🤗Hugging Face ML researcher/engineer code exercise - Funky mutli-modal version

Restitution for Hugging Face's Funky multi-modal coding exercise. The chosen tensor calculus / deep learning library is PyTorch (v1.7).

Description

All dependencies required to run the code are listed in the requirements.txt file.

The text2img directory contains a Python package with utility code for the exercise. it has 3 sub modules:

text2img.data, in which are implemented utility functions to build the datasets
text2img.models, in which are implemented the Deep Learning models
text2img.optimization, where a custom bi-objective loss is implemented.

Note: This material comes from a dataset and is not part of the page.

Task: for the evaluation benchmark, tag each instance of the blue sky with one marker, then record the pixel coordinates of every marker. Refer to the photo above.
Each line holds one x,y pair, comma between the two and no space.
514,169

The restitution itself consists in 4 jupyter notebooks, under the notebooks directory:

1_generate_sentence_dataset.ipynb where we build a dataset of sentences related to ImageNet classes
2_generate_representation_mapping_dataset.ipynb where we use this sentece dataset to build a dataset of "source" and "target" representations to learn the repreentation mapper
3_simple_linear_model.ipynb where we implement a basic linear representation mapping using PCA and the orthogonal procrustes problem
4_auto_encoder.ipynb where we implement and learn an auto-encoder-based representation mapping

All notebooks should be runnable end to end, if that's not the case feel free to reach out.

That's it, I hope you'll enjoy my work as much as I enjoyed doing it !